Ia mengatakan, kehadiran Pemkab Nagekeo melalui Camat Aesesa Pius Dhari dan Kabag Tatapem Oskar Sina pada Selasa, 15 Januari 2019 lalu di Boazea, Desa Labolewa melahirkan pilu yang mendalam bagi warga setempat.
Bupati Nagekeo, kata Frumen, menugaskan Camat Pius dan Kabag Oskar antara lain;
Pertama, memastikan luas lahan yang terkena dampak pembangunan waduk. Lalu, memastikan status kepemilikan baik perorangan maupun secara komunal, perumahan, kubur dan tanaman yang masuk dalam areal pembangunan waduk.
Kedua, kepastian dilaksanakan melalui tim Pemkab bersama Kepala Pertanahan Nagekeo dalam waktu secepatnya untuk mengukur areal genangan air.
Ketiga, tidak ada lagi soal diskusi berkaitan dengan rencana pembangunan waduk. Sebab pembangunan ini adalah program pusat yang harus dilakukan.
Sebagai generasi muda Labolewa, Frumen meminta Bupati Nagekeo agar tidak terburu-buru dan gegabah dalam merespon program pusat.
Ia berlasan; pertama, fungsionaris Suku Lambo bersama masyarakat Desa Labolewa pada tanggal 25 Juli 2016 lalu, tidak pernah menyatakan sikap untuk membangun waduk Lambo.
Masyarakat Desa Labolewa menyatakan, sikap menyetujui izin survey dan kajian bila semua prosesnya dilakukan melalui sosialisasi kepada masyarakat.
Kedua, permintaan masyarakat Labolewa kepada pemerintah survey dan kajian harus selesai. Selanjutnya, saat sosialisasi harus hadirkan tim survey dan kajian untuk menjelaskan secara detail.
“Kenapa hal ini tidak dilakukan?” ujar Frumen.
Ketiga, berdasarkan data yang diajukan Pemkab Nagekeo untuk pembangunan waduk Lambo lahan yang disiapkan 431 hektare. Nyatanya yang terjadi saat presentasi lewat layar lebar mencapai 700 hektare.
Karena itu, Frumen kembali meminta agar Pemkab Nagekeo tidak boleh gegabah dalam menyelesaikan persoalan-persoalan ini.
Menurut dia, ada banyak hal yang perlu diperhatikan oleh Pemkab Nagekeo agar menekan konflik sosial yang akan terjadi.
Ia juga meminta agar Pemkab Nagekeo harus memenuhi apa yang sudah pernah disepakati bersama.
”Pemerintah Nagekeo jangan mengingkari janji- janji manis,” ujar Frumen.

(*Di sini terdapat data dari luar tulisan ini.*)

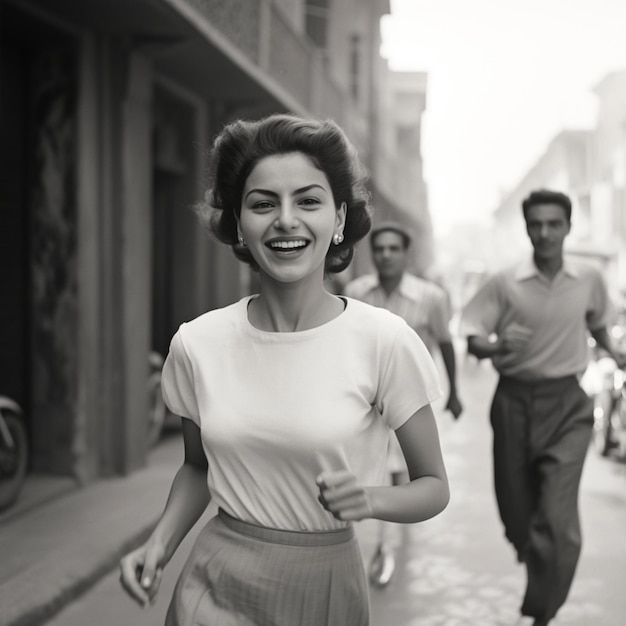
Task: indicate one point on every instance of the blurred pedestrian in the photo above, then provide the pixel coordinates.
(288, 397)
(425, 307)
(532, 320)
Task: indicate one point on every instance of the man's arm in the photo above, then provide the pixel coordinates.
(604, 340)
(449, 360)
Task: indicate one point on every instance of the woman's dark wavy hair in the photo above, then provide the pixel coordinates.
(242, 144)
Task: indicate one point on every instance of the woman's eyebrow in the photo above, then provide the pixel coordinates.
(267, 192)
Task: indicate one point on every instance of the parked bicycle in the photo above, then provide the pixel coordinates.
(13, 451)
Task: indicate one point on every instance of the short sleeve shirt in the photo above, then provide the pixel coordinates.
(558, 312)
(277, 409)
(422, 304)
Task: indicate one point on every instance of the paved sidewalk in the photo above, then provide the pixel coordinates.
(53, 552)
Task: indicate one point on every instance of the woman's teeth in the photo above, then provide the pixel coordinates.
(287, 245)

“Bagaimana mungkin gedung sekolah perumahan warga dan kubur leluhur harus direlokasi, sementara Pemerintah Nagekeo sebelumnya sudah meyakinkan bahwa menekan dampak air batas jembatan Kagawae,” sambung dia.

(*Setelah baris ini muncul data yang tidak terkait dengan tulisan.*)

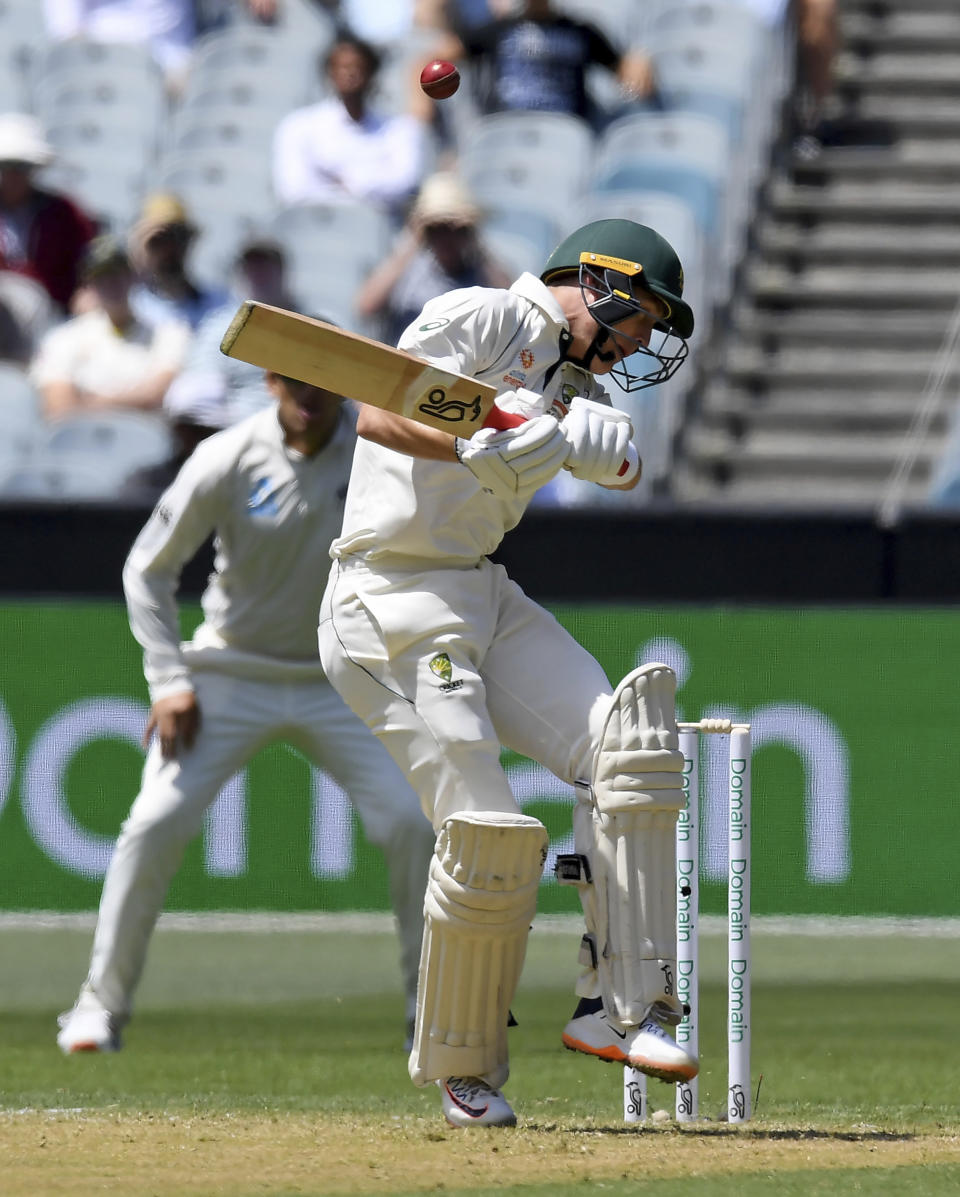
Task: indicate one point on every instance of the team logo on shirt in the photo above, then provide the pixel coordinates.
(262, 499)
(560, 405)
(443, 668)
(439, 407)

Dari hasil presentasi, kata dia, genangan air mencapai jembatan Lambo. “Kira-kira kami masyarakat mau ikut yang mana?” tandasnya.
Tak hanya itu, Frumen juga meminta Pemkab Nagekeo segera menghadirkan tim survey dan kajian untuk turun ke tiga desa.
Ketiganya yakni Desa Labolewa, Ulupulu, dan Rendubutowe. Mereka harus memberi informasi secara detail, sehingga warga tidak menjadi bingung.
“Saya mohon Pemda Nagekeo untuk segera bertemu masyarakat adat Labolewa sebagai lokus dari pembangunan waduk, jika pemerintah Nagekeo dalam hal ini Bupati Nagekeo tidak meresponnya, saya pastikan konflik sosial akan terjadi di Labolewa dan Rendubutowe. sebagai generasi muda saya tidak mau konflik sosial terjadi,” tegasnya.